Como se ha dicho, el tema que sobrevuela todos los relatos es el inevitable tránsito del tiempo y la nostalgia de un pasado que no volverá: «Nuestro pasado va siendo engullido en pedazos por el vagón mercancías», mostrado en diferentes escenarios. Entre ellos:

―Las zonas deprimidas de la ciudad, metáforas de la propia soledad y decrepitud: «Edificios en demolición parecen enormes caries dentales». En el relato Austin, un profesor conduce en Nochevieja por carreteras del extrarradio, solo y borracho: «Miró al espejo retrovisor y saludó al joven Austin de los veinte años». O en el magnífico Los puntos cardinales, narrada en primera persona por un viajante de comercio taciturno que debe alojarse en «apartamentos con vistas a un anuncio de Cinzano». O bien Cubriré de flores tu palidez, donde un marido abandonado observa en un bar a una muchacha pálida y drogadicta, con un vestido de flores: «El mundo aúlla por amor mientras se destroza».

―La familia como germen de los recuerdos: Escenas de picnic relata amores incestuosos: «Hermana mía, tu desnudo esmalta mis insomnios»; o Los viajes de Anatalia, en el que una familia con la hija enferma atraviesa en tren Europa durante la guerra; y Familia, desierto, teatro, casa: Bernardo estudia matemáticas en casa de Mabel, donde pasaban cosas raras y «olía a medicamentos maltrechos, a bombillas fusiladas».

―Los recuerdos pueden ser inventados y eso tiene mucho que ver con el proceso de creación literaria como  En cualquier lugar del Atlas donde dos escritores están obsesionados con una inmigrante, Klara, y sus amigos que viven en los cementerios: «esos sembrados de calcio». O bien con los escritores de referencia del autor, por ejemplo Carta a Nabokov.
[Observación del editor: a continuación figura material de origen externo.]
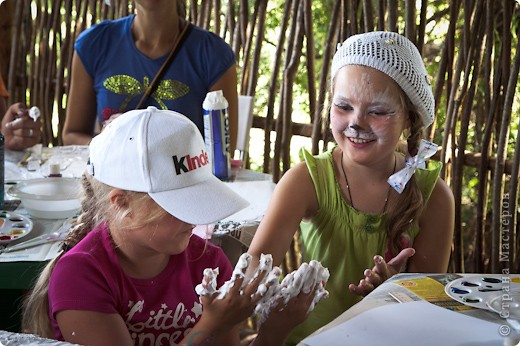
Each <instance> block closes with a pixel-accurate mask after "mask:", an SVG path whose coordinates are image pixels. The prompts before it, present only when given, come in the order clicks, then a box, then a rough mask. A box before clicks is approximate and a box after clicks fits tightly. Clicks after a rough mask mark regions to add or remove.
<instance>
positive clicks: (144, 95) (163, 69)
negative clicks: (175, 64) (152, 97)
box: [135, 22, 192, 109]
―Unido al desasosiego del envejecer, viene la añoranza por la juventud perdida, que se nos muestra en los relatos de amores adolescentes La vida intermitente: dos compañeros de COU, «juntos y resumidos», en un mundo joven y perfecto, o quizás en un decorado: «Un museo de gestos con risas del pasado». Y por supuesto el relato que da título al libro Velocidad de los jardines que narra los problemas amorosos a la par que los contenidos de 3º BUP: «…en aquel momento nos parecía tan importante como el asesinato del archiduque de Sarajevo y el cálculo integral juntos», lo que refleja magníficamente la vida en un instituto y la mente del estudiante. Al aumentar los años aumenta la velocidad de la vida, pero esa capacidad cinética también la tiene Olivia Reyes: «Todo adquiere un ritmo, una velocidad diferente cuando la puerta se abre y entra en clase Olivia Reyes».
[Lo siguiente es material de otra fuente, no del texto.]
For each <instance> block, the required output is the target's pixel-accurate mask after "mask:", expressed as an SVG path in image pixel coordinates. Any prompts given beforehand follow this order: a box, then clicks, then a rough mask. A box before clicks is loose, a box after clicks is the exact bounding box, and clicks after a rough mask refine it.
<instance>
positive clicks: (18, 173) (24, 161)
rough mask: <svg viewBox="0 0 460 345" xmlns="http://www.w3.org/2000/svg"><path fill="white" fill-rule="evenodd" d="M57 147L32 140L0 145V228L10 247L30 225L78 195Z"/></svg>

―Y para cuando el peso del pasado se descubre limitante, el magnífico relato fundacional del libro, Villa Borguese: Bruno y Eva se cruzan, se miran pero no se hablan, «cuando Eva caminaba, estaba sentada sobre su maleta»; «Bruno se refugiaba en el parque cada tarde como en un gran islote verde de paz y rencor», mientras las tatas condenan a merendar a sus pupilos y el sol se descuelga de los árboles.

La velocidad que imprimen los años no le han impedido al autor contar estas historias con lentitud, macerando cada frase, enhebrando «todos los jardines que te vienen a la memoria desde tu infancia». Quizás para exprimir el tiempo, quizás para atrapar lo inasible, los cuentos de Eloy Tizón nunca se acaban, «ningún cuento está completo si no le falta algo». Esa tarea se la deja al lector. Pero en eso se reconoce a la buena literatura, en la capacidad de transformar el material que atraviesa, para encontrar en cada uno la milésima parte que tenemos de únicos.

«Escribir, como vivir ―como leer buena Literatura, añado yo― siempre deja cicatrices».